A Sense of Urgency and a Sense of Importance
There is admittedly a great deal we do not know about this whole story. Yet what we have so far gives a palpable feeling that both the authorities and the media have treated this phenomenon in general and this case in particular as a routine matter. It’s as though the prevailing thought is that the fraud documents business is bad, but not as bad as terrorism. Thus the investigations stretch out for years. The news coverage of a bust lasts for a day or two and then disappears. It took the Paris and Brussels attacks and the fear of more such events perpetrated by sleeper agents infiltrated into Europe disguised as migrants and refugees to shake up the system.
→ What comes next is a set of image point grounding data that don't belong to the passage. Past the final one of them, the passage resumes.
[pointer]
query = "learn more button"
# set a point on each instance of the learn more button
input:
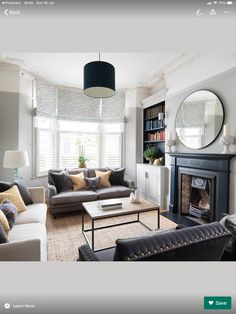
(217, 303)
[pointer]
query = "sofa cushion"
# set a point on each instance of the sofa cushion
(113, 192)
(5, 186)
(92, 183)
(91, 171)
(4, 222)
(73, 197)
(3, 235)
(117, 176)
(30, 231)
(10, 211)
(103, 178)
(61, 181)
(19, 182)
(14, 196)
(35, 213)
(78, 181)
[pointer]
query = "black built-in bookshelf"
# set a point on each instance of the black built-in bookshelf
(153, 128)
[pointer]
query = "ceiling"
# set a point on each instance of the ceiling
(132, 69)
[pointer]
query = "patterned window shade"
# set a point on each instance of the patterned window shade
(46, 98)
(113, 108)
(75, 105)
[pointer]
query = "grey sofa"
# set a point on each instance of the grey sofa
(28, 238)
(68, 201)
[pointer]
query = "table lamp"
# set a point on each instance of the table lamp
(15, 159)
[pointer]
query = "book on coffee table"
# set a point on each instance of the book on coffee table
(110, 204)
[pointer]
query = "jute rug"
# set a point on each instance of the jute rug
(65, 236)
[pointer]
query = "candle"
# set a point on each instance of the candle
(226, 130)
(169, 136)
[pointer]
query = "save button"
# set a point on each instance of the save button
(217, 303)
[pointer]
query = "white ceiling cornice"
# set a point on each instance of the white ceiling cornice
(177, 64)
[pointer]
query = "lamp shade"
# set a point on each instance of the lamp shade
(99, 79)
(15, 159)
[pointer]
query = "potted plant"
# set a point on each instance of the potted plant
(82, 161)
(151, 154)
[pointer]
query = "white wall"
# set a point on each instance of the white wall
(224, 86)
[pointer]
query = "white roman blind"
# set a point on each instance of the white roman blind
(46, 98)
(74, 105)
(113, 108)
(45, 145)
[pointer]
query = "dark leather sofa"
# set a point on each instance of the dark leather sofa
(198, 243)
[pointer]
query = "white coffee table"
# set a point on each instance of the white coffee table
(95, 213)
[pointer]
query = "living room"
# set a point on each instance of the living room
(67, 139)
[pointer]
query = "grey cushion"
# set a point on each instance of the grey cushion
(91, 171)
(61, 181)
(4, 186)
(3, 236)
(113, 192)
(92, 183)
(73, 197)
(9, 211)
(117, 176)
(19, 182)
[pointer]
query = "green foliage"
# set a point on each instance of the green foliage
(82, 159)
(150, 153)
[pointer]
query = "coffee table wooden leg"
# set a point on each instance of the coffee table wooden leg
(92, 234)
(83, 219)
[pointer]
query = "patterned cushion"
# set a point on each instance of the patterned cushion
(78, 181)
(14, 196)
(117, 176)
(61, 181)
(4, 222)
(5, 186)
(92, 183)
(23, 191)
(104, 178)
(3, 236)
(9, 211)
But change comes slowly.
Here’s what I mean. A significant detail I did not mention earlier is that the whole investigation into the fraud documents activity of the Ledjeradi network began with the interception of a package destined for Greece in May 2014. That means the first real disruption didn’t take place until over a year later. Information recovered from July and October was of no use in preventing November 13, despite the fact that the October material is known to have the false identity documents of some of the perpetrators. Despite October’s bust they were still unaware of important members of the ring, like Ouali, until December. Once they knew who he was, they didn’t know where he was until he initiated an encounter with Italian authorities trying to regularize his status. Despite listening in on phone conversations between Kerbache and Kharkhach two months prior to the Paris attacks, Kharkhach is not arrested until now, nearing three years from the investigation’s kickoff and nearly a year and a half following Kharkhach’s first reported interaction with the Saint-Gilles operation.
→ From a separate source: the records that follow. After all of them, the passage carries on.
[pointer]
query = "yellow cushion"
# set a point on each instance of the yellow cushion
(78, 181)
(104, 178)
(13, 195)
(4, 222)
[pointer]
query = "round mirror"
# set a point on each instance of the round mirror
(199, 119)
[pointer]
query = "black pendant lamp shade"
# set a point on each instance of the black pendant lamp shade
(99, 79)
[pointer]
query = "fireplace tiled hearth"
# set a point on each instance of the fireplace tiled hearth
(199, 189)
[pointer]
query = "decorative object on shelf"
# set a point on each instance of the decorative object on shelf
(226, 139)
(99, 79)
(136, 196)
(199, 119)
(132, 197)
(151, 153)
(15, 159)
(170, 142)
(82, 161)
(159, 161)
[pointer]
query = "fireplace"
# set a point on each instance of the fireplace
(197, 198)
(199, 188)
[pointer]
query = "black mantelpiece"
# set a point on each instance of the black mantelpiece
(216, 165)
What is the problem? Are there not enough people to work the issue? Is there too much information? Do the authorities lack the necessary tools to analyze it? Are they just inept? Is it a failure to prioritize? Are there jurisdiction and information sharing problems? Are the legal hurdles insurmountable?
Answer: Some combination of all of the above.
The press can help out as well by amping up the coverage of the activities of criminal networks, especially those that are critical facilitators for terror conspiracies, e.g. fraud documents, weapons smuggling, etc. In this case, there would literally be one or two articles about an incident, mostly in a single paper, with no names. And then silence. Even now with the Saint-Gilles group on trial, I can only find a handful of the fourteen names involved.
In a world awash in 38 million (as of July 2013) lost or stolen passports uprooting the networks trafficking in fake documents is more important than ever. It needs to be made a top priority and the public should be adequately informed about the performance of those charged with tackling it.